Digitalisation GM Hamzah Asmall brings engineering experience to tech thinking


Hamzah Asmall, the GM for digitalisation at Al Baraka Bank, explains how consulting paved the way for his career in IT, how his religion keeps him grounded, and underscores the fulfilment derived from paying it forward.

Accenture was coincidentally recruiting junior consultants, right around the time Hamzah Asmall, the GM for digitalisation at Al Baraka Bank, had completed his studies in Industrial Engineering. He says that the two aligned: he had an interest in IT, and Accenture was one of the biggest tech consultancies at the time.

“When I joined Accenture, like all big consultancies you get put on a project where there is demand, and luckily for me I ended up going on to the SARS modernisation project,” he explains.

“I really took those engineering skills and applied them within the roles of business analysis. After about two years of serving as a business analyst, I was seconded as a strategist to SARS’s own modernisation strategy team within the operations function,” he adds.

“Our goals at the time were to make things easier for the taxpayer, while reducing waste and increasing efficiency for the people on the tax administration side,” Hamzah says. “We had some really cool achievements, one being helping SARS to become the first revenue organisation globally that had the capability for customers to file a return from their mobile banking app.

“We also were the first globally to have a co-browsing capability where you could be filling out your tax return and an agent is logged on to your computer seeing the same tax return, and working through it with you.” Hamzah is really grateful for his time spent under the leadership of Intikhab Shaik, where he learned how to shape and drive digitalisation initiatives.

Bankers as engineers, business people as solutionists

Hamzah later joined Al Baraka Bank, which at the time was looking for a software development manager. He quickly ascended the ranks from development manager to digitalisation manager to ultimately being promoted to GM for digitalisation at the bank.

“Accenture’s latest report talks about bankers becoming engineers and how the business people need to start becoming a solution people,” he says. “I think my foot into the COO space and the synergy I have with him is aligned to that: I bring the engineering and the technology thinking, and I partner very closely with the business people to couple that to the solutions that are going to really add value for our customers.”

Hamzah adds that this is very much a forward way of working as opposed to the old way of working, where business would define requirements, and then IT would go and deliver. Now, he says, digital people and the business people are sitting at the same table, and reporting to the same exco.
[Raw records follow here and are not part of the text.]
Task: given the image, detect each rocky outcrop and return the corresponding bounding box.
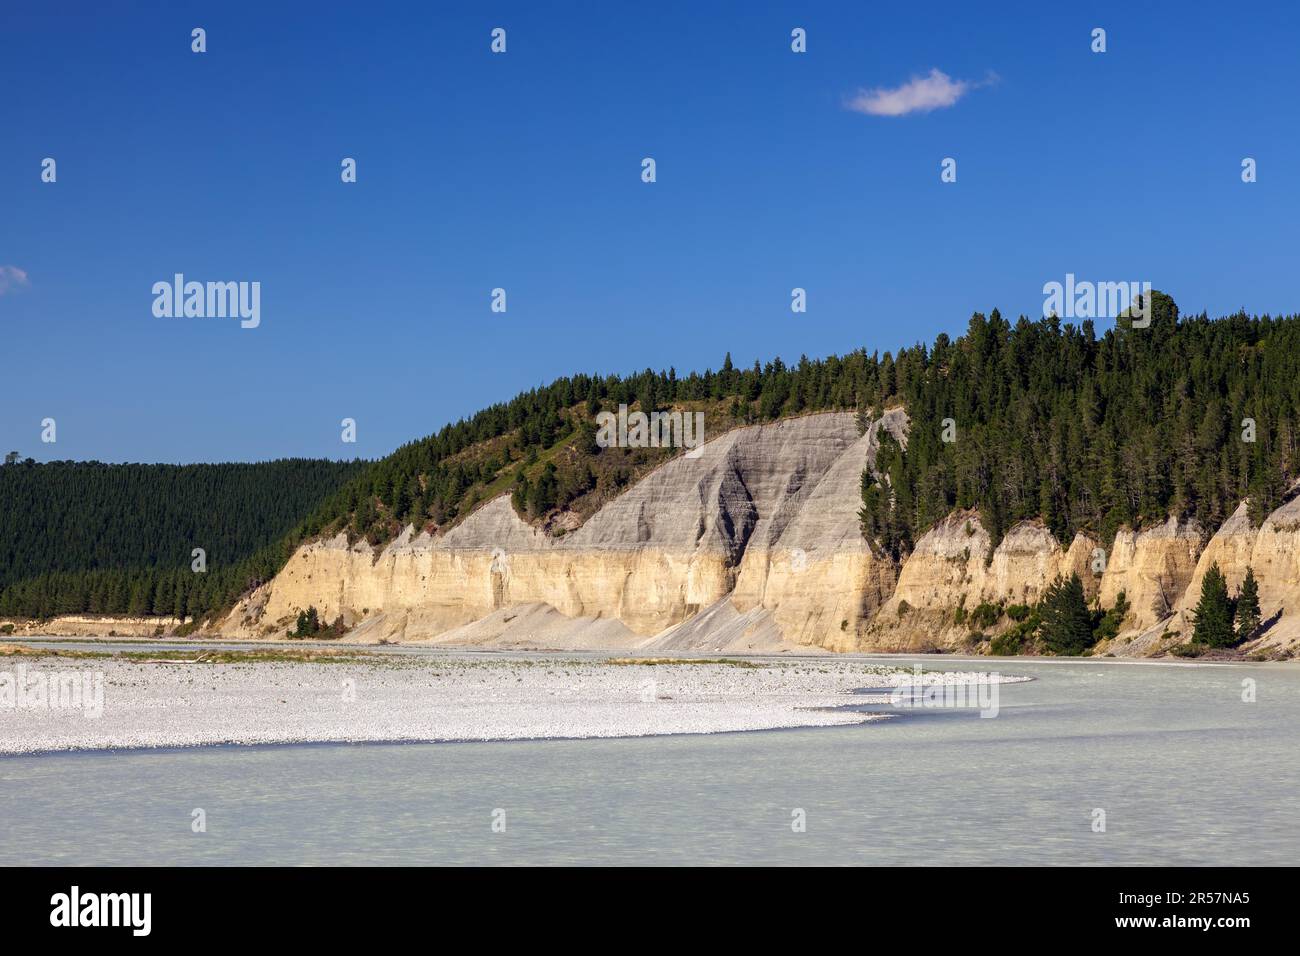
[225,410,908,650]
[878,514,1095,613]
[220,410,1299,658]
[1096,516,1205,633]
[1138,492,1300,656]
[863,513,1098,649]
[1238,492,1300,650]
[730,412,903,650]
[1,615,188,638]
This strategy is paying dividends with Al Baraka being awarded “Best Digital Offering in South Africa” at last year's IFN Awards.

“My core responsibility at Al Baraka is to define the digitalisation roadmap,” Hamzah explains. “We work on a four-year-old map and I need to work out what that roadmap looks like in terms of a portfolio of projects and budgeting that out, while making considerations like whether the business cases get built into Al Baraka’s budgets and agreed with our stakeholders.
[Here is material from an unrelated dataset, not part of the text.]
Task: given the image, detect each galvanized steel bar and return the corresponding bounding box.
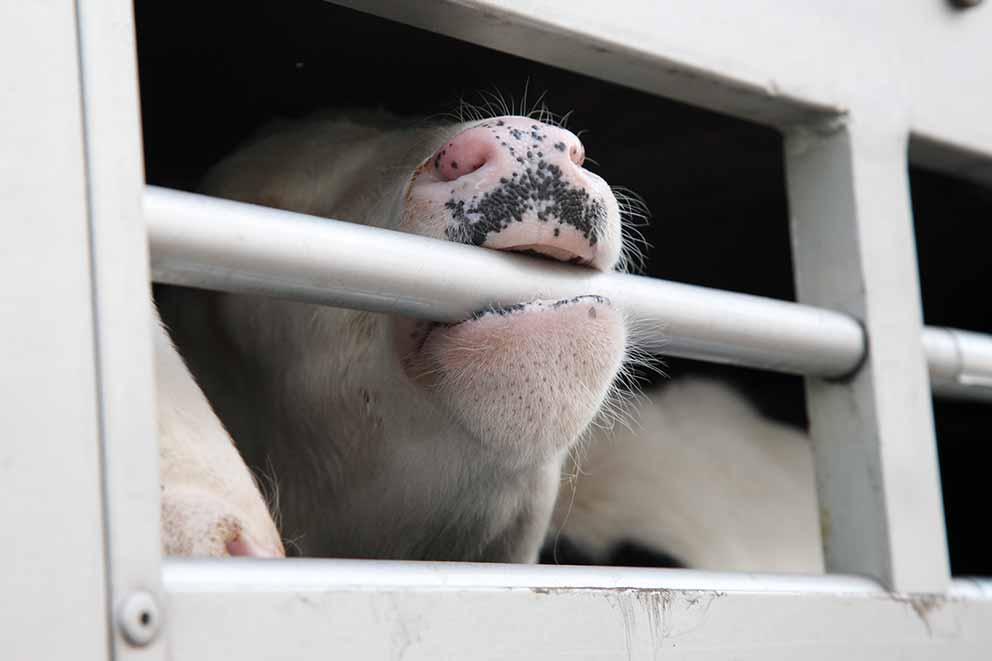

“The next step is taking those resources and going ahead and delivering on those projects, which means creating the right structures under me internally, finding the right vendor partners to outsource, and finding the right technologies to adopt to make those ambitions come to life,” he continues.

Hamzah prioritises maintaining strong vendor relationships as a keystone for success and he thanks the bank’s COO Mohamed Kaka for teaching him shariah business principles that enforce always dealing in a manner that ensures vendors are never taken advantage of, and treated with utmost transparency and fairness.

Advice for aspiring CIOs

With most matriculants having recently graduated from high school, there is a group among the crowd who are seriously considering a career in IT, but aren’t sure where to start. Hamzah reassures them that the landscape has evolved significantly over the years, making entry into the field more accessible than ever.
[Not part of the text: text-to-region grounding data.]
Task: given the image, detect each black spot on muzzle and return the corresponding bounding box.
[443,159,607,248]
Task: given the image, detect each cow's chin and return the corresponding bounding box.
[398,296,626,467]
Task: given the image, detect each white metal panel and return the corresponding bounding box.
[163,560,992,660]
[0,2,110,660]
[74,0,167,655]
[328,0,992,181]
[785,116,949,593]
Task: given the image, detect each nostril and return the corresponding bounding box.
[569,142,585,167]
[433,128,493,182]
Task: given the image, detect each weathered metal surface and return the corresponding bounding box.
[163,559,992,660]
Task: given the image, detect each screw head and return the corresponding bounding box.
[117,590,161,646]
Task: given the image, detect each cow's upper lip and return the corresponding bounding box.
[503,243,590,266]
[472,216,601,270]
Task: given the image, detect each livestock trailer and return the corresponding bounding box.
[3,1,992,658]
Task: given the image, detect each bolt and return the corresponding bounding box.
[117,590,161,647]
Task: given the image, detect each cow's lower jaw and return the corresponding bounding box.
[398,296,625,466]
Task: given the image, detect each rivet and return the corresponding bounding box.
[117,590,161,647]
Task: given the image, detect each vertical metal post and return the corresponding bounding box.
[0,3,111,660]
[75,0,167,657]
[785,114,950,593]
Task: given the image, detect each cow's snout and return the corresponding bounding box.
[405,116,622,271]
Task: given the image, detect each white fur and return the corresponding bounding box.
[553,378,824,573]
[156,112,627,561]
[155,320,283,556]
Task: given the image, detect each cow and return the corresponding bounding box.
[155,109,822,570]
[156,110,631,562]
“While pursuing a degree in IT is quite valuable, especially in the long run, it’s not the only way to get into IT,” he explains. “There’s the certification route, which makes candidates immediately employable, and that’s because these Microsoft certifications are characterised as an industry-recognised set of certifications or credentials.

“The key paradigm that’s changed of late is that most of the big technology vendors like Mendix and Microsoft have gone on to make their products to be low-code, which means that the learning curve has really been smoothed out a lot. “That’s why nowadays an engineer from a non-computer background like a civil engineer can very quickly take on the new tools and apply them because of the new low-code dynamic, which is drag-and-drop and applying some logic.”

Instilling ubuntu

Hamzah is a religious man and very close to his faith, and he tries to pass on those teachings to his family. He’s married and has three young children: a six-year-old, a four-year-old, and a two-year-old. Hamzah flew his family to Saudi Arabia for pilgrimage over the festive season.

“I believe it’s very important for my children to be grounded in our Islamic roots and tradition in the very early stages of their lives,” he says. “For me, taking them to the birthplace of Islam was very important, especially feeling in today’s world where youngsters are bombarded with social media and norms and values that are not traditional to us as people born on the African continent – it’s important to start instilling humanity or value systems or ubuntu in our children at a young age.”

Hamzah also enjoys fishing. He says it’s the only time he can really switch off. He’s managed to find some good fishing spots, and if he doesn’t catch anything good on that day, there’s always an opportunity to take a dip in the ocean.